Tech ‘dealmaker’ GP Bullhound has today released a research report detailing that Europe has seen thirteen of its tech companies pass a billion-dollar valuation in the last year, meaning that Europe is currently producing a so-called ‘unicorn’ at a rate faster than one a month.
Of the thirteen new companies to join the once-exclusive club that’s seemingly becoming easier to join, 8 were from the UK, 3 were from Germany while France and The Netherlands also had 1 addition each.
The thirteen in full
– Adyen (The Netherlands)
– BlaBlaCar (France)
– Delivery Hero (Germany)
– FanDuel (UK)
– Farfetch (UK)
– Funding Circle (UK)
– Home24 (Germany)
– Powa (UK)
– Rocket Internet (Germany)
– Shazam (UK)
– Skrill (UK)
– TransferWise (UK)
– Ve (UK)
However, three of Europe’s companies who previously had a valuation of $1 billion+ lost their ‘unicorn’ classification after a difficult year of trading. These were the UK’s Monitise and Boohoo.com, and Spain’s eDreams Odigeo, whose post-IPO troubles have been covered by us before.

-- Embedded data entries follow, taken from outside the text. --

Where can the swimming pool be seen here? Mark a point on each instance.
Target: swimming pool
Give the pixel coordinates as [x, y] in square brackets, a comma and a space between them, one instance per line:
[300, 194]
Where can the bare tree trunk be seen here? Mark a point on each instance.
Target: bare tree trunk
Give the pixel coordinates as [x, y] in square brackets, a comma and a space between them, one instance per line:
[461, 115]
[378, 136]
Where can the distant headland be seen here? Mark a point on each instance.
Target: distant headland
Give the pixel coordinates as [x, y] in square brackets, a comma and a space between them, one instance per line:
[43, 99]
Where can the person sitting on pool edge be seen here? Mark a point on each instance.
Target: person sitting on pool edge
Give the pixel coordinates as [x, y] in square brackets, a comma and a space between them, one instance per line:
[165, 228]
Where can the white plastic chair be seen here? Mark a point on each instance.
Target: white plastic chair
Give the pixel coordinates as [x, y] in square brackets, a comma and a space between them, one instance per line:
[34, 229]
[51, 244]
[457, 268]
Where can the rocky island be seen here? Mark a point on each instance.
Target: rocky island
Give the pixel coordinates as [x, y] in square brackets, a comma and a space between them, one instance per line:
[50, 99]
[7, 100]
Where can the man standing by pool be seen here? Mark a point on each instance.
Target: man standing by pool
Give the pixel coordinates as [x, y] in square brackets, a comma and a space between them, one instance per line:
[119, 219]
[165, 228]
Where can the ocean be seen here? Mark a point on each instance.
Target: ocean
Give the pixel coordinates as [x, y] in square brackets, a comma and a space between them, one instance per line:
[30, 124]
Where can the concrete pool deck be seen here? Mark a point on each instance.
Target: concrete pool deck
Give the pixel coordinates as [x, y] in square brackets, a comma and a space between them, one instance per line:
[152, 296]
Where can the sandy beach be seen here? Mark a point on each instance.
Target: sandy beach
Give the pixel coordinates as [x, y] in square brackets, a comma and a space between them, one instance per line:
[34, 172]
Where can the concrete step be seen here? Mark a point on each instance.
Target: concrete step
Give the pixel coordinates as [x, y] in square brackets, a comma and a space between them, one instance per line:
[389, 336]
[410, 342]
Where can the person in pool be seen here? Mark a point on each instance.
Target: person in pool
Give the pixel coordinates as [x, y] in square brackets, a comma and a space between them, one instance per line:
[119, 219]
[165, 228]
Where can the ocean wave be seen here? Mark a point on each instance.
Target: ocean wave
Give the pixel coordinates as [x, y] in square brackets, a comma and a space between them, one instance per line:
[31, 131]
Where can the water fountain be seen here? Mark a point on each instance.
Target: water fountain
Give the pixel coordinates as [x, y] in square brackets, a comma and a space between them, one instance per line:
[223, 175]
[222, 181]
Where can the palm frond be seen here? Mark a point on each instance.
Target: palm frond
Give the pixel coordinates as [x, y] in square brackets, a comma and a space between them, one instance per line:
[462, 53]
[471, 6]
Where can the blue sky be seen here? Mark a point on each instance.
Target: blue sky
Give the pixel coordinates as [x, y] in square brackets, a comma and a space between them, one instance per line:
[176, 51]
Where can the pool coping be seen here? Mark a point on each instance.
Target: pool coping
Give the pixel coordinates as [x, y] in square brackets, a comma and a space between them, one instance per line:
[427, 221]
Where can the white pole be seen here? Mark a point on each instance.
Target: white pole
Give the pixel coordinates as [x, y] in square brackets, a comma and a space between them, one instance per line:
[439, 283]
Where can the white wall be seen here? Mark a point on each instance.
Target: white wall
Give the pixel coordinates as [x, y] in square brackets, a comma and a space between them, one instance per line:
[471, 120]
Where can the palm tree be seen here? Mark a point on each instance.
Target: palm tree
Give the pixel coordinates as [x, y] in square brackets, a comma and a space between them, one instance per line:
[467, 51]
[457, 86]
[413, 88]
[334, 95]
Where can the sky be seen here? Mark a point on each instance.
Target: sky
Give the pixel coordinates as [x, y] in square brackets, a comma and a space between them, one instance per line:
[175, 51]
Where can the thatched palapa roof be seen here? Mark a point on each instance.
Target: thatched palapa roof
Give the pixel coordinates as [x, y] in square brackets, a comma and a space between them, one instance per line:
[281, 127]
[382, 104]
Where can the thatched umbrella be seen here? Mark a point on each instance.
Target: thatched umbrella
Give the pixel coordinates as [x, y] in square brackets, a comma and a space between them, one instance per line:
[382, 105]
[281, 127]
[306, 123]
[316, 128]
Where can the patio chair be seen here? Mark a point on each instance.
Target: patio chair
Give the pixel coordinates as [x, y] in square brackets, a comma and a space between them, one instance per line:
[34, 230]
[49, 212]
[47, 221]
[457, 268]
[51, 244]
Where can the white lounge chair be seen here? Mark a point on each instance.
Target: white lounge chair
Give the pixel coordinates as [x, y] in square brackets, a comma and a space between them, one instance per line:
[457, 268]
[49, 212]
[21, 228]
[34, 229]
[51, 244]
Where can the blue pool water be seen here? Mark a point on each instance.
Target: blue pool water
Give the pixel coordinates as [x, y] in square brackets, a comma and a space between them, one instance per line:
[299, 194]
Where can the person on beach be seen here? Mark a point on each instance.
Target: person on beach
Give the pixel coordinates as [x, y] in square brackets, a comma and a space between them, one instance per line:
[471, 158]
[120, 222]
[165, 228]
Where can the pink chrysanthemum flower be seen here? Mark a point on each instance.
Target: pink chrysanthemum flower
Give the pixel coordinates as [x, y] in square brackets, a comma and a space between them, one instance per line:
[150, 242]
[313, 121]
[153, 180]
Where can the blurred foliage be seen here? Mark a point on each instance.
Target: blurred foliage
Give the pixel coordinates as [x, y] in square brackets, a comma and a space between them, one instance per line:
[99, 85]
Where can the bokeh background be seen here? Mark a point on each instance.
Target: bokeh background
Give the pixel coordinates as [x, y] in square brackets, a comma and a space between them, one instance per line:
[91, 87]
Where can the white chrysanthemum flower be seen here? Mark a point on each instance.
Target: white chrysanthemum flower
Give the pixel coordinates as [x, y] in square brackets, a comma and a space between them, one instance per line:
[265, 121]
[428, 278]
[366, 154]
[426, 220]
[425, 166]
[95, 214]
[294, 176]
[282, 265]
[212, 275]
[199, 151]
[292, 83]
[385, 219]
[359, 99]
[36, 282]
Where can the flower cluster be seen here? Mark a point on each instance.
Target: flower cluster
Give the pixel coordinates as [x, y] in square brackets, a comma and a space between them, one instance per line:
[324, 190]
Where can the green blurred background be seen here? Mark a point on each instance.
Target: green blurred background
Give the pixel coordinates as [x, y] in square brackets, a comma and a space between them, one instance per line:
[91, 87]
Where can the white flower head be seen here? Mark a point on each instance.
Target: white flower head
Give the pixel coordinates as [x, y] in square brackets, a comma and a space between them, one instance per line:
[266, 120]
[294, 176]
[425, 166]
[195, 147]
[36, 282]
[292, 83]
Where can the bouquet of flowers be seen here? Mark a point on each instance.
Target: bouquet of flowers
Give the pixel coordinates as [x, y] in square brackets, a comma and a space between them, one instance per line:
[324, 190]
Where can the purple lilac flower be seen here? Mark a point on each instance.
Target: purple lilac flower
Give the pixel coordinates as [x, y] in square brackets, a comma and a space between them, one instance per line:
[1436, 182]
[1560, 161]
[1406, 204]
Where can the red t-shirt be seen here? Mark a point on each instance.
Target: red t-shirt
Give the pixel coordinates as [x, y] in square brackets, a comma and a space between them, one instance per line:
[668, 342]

This means that Europe is now home to 40 unicorns, compared to 30 at this same point last year.
Other key findings from the report
– Europe’s ‘unicorns’ have a collective value of $120 billion
– Therefore, the average European ‘unicorn’ is valued at $3 billion
– The UK has produced the most ‘unicorns’ since 2000 with 17. Sweden has produced 6, and Germany and Russia are home to 4 each
– Fintech is the industry category gaining ‘unicorns’ at the fastest rate
– Less than half of Europe’s ‘unicorns’ have had a liquidity event, with time to liquidity averaging above 8 years
– Building a ‘unicorn’ is expensive, with the median investment $140 million
– Index Ventures is the most successful in investing in Europe’s ‘unicorns’, having backed 9
– 87% of the companies are still managed by at least one member of the founding team
However, although Europe is producing billion-dollar companies at a rate faster than ever before, it still remains behind the US, with America seeing 22 new companies gain a valuation north of $1 billion in the same period. And while European ‘unicorns’ have a collective value of $120 billion, Facebook has a market capitalisation of more than double that on its own ($275 billion).
But while there is still some catching up to do, as the gap in available capital between the US and Europe decreases, it’s likely that the gap between creating ‘unicorns’ will continue to do so too.